Offset
How to build offset
Five circles slide left, and a wave of sizes seems to travel right to left. That wave is one move, layered with each copy delayed by a little. That stagger is what 'offset' is. Skeleton code included — the article builds up from the assembly idea.
- Published
- June 14, 2026
- Topics
- Offset · Stagger · Easing · SVG
One move, and the staggered offsets that layer it
- You hand-author one move — a single dot sliding left — and the run of sizes, one per slot
- You layer that one move, each copy delayed by a little — that is “offset”
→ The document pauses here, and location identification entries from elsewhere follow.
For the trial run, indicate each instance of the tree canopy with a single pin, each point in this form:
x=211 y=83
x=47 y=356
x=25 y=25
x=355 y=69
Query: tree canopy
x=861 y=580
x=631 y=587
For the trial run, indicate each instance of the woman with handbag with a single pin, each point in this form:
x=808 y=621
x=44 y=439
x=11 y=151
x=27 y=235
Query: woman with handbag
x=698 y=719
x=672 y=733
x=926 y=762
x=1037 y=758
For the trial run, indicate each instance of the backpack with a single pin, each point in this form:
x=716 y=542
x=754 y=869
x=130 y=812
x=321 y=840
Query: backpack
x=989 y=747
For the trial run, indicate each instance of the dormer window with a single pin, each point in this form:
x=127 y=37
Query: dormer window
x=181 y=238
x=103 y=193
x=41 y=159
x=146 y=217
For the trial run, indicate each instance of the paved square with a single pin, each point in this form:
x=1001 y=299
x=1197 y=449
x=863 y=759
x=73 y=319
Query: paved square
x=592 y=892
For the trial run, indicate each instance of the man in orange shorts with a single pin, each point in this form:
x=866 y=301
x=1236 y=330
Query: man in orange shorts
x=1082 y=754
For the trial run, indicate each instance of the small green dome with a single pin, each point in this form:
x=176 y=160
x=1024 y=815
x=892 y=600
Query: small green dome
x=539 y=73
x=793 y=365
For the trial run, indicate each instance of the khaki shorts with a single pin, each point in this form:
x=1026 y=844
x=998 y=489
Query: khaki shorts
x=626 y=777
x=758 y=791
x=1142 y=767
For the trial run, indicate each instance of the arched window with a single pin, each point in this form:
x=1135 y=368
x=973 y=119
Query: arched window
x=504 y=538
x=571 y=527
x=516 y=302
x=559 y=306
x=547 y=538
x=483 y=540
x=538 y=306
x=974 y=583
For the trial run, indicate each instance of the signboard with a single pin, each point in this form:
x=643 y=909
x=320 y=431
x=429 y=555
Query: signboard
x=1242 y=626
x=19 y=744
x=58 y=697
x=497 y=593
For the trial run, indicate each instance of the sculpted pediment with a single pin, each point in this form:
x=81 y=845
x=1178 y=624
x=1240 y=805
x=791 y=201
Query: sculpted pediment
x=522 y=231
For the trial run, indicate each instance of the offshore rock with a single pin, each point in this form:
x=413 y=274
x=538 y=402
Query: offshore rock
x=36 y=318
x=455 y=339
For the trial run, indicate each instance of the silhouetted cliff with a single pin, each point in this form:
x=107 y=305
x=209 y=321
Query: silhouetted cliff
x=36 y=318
- One copy heading right carries a single size bumped up a touch
const wrap = (value, span) => ((value % span) + span) % span;
// frame number → how far along (0 to 1). Each slide advances forward, then holds
const progressAt = (frame) => {
const local = wrap(frame, periodFrames);
const subcycle = Math.floor(local / subcycleFrames);
const within = local - subcycle * subcycleFrames;
return cubicBezier(...easeHandles)(Math.min(within / activeFrames, 1));
};progressAt returns one number that moves from 0 to 1 over each slide. As you'll see, that same number moves both the slide (position) and the size of every circle. The easeHandles you pass to cubicBezier are the same set as CSS cubic-bezier(), and drop straight into npm's bezier-easing. It's clamped, so it advances only for activeFrames, then holds until the next one.
const slotCount = slotKeys.length;
const dupCount = Math.round(periodFrames / subcycleFrames);
// size for a slot. In just one of the time-shifted copies, one right-hand slot returns a different value
const valueOf = (slot, dup) => {
if (dup === overrideDup && slot === overrideSlot) return overrideValue;
return slot >= 0 && slot < slotCount ? slotKeys[slot] : 0;
};
function dotsAt(frame) { // frame number → each slot's position and size. One progress decides both
const subcycle = Math.floor(wrap(frame, periodFrames) / subcycleFrames);
const progress = progressAt(frame);
return slotKeys.map((_, slot) => {
const dup = wrap(subcycle + slot - (slotCount - 1), dupCount);
return {
coord: anchor + spacing * (slot - progress),
value: valueOf(slot, dup) * (1 - progress) + valueOf(slot - 1, dup) * progress,
slot,
};
});
}This is what offset really is. dotsAt doesn't draw separate waves — it picks a copy with dup and reads one progress at a time offset, nothing more. The “wave of sizes” travelling right to left is just the same move layered with small delays. The way a size looks like it eases back to normal on the way in is only that one bumped value being interpolated toward the shared neighbour — there's no separate falloff step.
Placing it is just circles. Take the coord dotsAt returns as the x, the value as the radius, and line them up on one baseline. Slots whose size is near 0 are dropped. Drive it with requestAnimationFrame: multiply elapsed time by your frame count to get a frame number, wrap it against periodFrames, and hand it to dotsAt — you get the same loop as the demo. Progress comes full circle over periodFrames and the copy assignment returns to its start over one lap, so there's no visible seam.
To play with it, rewrite the run of sizes. Change the numbers in slotKeys and the wave's peak rises or falls; change spacing and the slide step changes. Delete the one bumped value (overrideValue) and the wave flows at the same size everywhere. Shrink subcycleFrames and both the slide and the spacing between copies get busier. Since it takes the page's own ink rather than a hard-coded colour, you can swap the circles for squares and the same skeleton keeps working.